Gli stessi giocattoli, il caso di quella apparente lotteria
fortuita, dividevano i bambini in classi e caste sociali. Quei figli di
ministri o segretari, militari, funzionari o agenti segreti, che si stabilivano
per tutto l’anno a Varadero, e perfino alcuni privilegiati figli di re
socialisti (?) che uscivano da Cuba in vacanza per tornare a raccontarci come
era il mondo fuori a 9 anni. Con quale permesso, quale denaro? Non lo seppi
mai.
Al rientro da queste estati sì che smettevamo di essere
uguali. Nel bel mezzo di tutte le crisi cubane spuntavano gli zainetti
colorati, le biciclette dorate, i jeans, le calcolatrici moderne, le penne e i
pastelli a cera, le gomme da cancellare profumate alla frutta, i cestini della
merenda con prosciutto e bibite doppie e persino le fantastiche avventure di
oltremare iniziavano, poco a poco, a dividerci per classe e importanza sociale.

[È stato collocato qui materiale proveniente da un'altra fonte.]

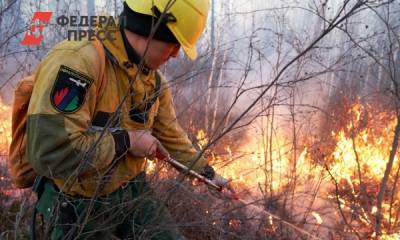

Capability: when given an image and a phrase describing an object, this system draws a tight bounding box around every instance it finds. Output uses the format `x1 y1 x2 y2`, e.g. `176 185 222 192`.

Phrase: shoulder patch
50 65 93 113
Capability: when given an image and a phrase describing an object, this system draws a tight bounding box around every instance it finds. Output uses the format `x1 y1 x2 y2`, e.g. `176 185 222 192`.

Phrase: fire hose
156 150 321 240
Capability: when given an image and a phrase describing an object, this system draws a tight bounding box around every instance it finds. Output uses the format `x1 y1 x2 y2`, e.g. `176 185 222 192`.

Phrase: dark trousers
36 173 185 240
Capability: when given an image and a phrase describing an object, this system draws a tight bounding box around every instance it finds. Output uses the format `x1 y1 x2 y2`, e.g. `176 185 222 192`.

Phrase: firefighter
27 0 225 239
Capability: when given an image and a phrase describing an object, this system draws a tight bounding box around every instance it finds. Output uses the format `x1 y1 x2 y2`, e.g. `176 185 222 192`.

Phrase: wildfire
0 99 11 156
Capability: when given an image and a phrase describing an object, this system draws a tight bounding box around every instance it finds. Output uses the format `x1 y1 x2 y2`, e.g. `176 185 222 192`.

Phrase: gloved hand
128 130 169 159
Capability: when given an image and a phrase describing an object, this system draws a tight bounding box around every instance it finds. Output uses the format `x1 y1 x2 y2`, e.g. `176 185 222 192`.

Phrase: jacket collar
99 23 151 75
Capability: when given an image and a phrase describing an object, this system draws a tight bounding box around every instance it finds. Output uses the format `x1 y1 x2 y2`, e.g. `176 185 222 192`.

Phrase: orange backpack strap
92 39 108 100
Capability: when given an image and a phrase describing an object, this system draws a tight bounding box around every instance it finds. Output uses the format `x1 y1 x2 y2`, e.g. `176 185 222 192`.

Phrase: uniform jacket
27 24 206 197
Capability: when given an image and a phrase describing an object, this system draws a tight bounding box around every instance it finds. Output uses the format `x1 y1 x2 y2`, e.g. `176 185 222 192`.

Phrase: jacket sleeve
27 42 129 179
153 74 207 172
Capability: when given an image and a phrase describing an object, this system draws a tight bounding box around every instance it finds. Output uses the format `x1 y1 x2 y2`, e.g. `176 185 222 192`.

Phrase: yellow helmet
125 0 209 60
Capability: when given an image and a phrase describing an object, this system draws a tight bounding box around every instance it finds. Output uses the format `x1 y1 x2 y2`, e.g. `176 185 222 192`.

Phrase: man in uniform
27 0 225 239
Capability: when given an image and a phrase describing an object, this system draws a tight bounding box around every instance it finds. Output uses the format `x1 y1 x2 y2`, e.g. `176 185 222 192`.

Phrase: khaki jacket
27 25 207 197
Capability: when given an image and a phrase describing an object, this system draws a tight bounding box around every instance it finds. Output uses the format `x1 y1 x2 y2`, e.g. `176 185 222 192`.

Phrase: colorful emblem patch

Allo stesso tempo i nostri leader e i cartelloni pubblicitari che li
raffiguravano insistevano nel dire che qui TUTTI eravamo UGUALI.
Queste menzogne e questi atteggiamenti duri riempirono di un
odio controllato e silenzioso diverse generazioni aperte alla lotta. Costrette
a segmentarsi. Atti di ripudio, morti, separazioni, scontri, fucilazioni,
annegamenti, urla, rabbia e insulti coprirono di piaghe le nostre storie
personali. Ad alcuni non fu permesso tornare, ad altri non fu permesso partire.

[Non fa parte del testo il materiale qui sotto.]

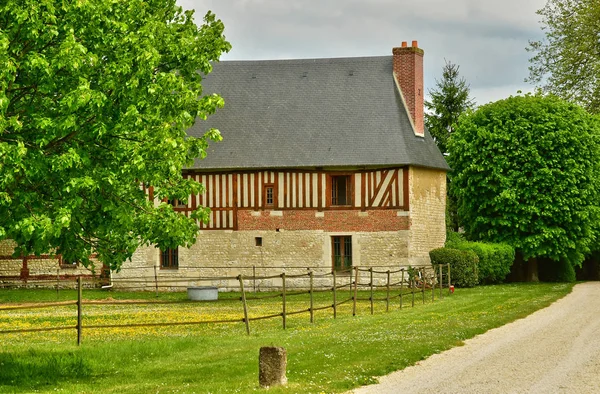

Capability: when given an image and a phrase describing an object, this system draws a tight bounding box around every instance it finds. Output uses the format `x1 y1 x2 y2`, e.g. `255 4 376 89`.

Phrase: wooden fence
0 265 453 345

Il mondo intero è stato testimone del nostro spettacolo
internazionale di odio cubano, e dalle loro differenti tribune, siamo stati
identificati come gli eterni fratelli-nemici.
Durante la mia infanzia “essere diverso” era un marchio,
desiderare che i tuoi figli vivessero un’altra realtà un tradimento alla
patria. Chi determinava nella nostra infanzia il concetto di patria? Era o è
TUTTA la patria uno stesso governo? Patria è qualcosa in più.
La fine della scuola (a luglio) rappresentava anche la fine
degli affetti, perché a settembre forse quel (la) nostro (a) amichetto (a)
sarebbe stato (a) iscritto (a) a un’altra scuola al di fuori delle acque
territoriali… e noi ci perdevamo 20 o 30 anni delle nostre vite. In quegli
anni, a causa di un decreto muto ma ben noto, non era possibile avere alcun
contatto con loro, quelli che oggi chiamiamo gusanos, perché la loro ideologia
disertrice avrebbe potuto contagiarti e portarti dalla parte del NEMICO. Ci
fecero credere che stavamo resistendo in un luogo assediato e che qualunque
passo o movimento al di fuori da esso avrebbe potuto condannare un popolo
intero. Un atto di affetto si trasformava in un atto di morte collettiva. Così
siamo stati cresciuti, formati, educati o istruiti.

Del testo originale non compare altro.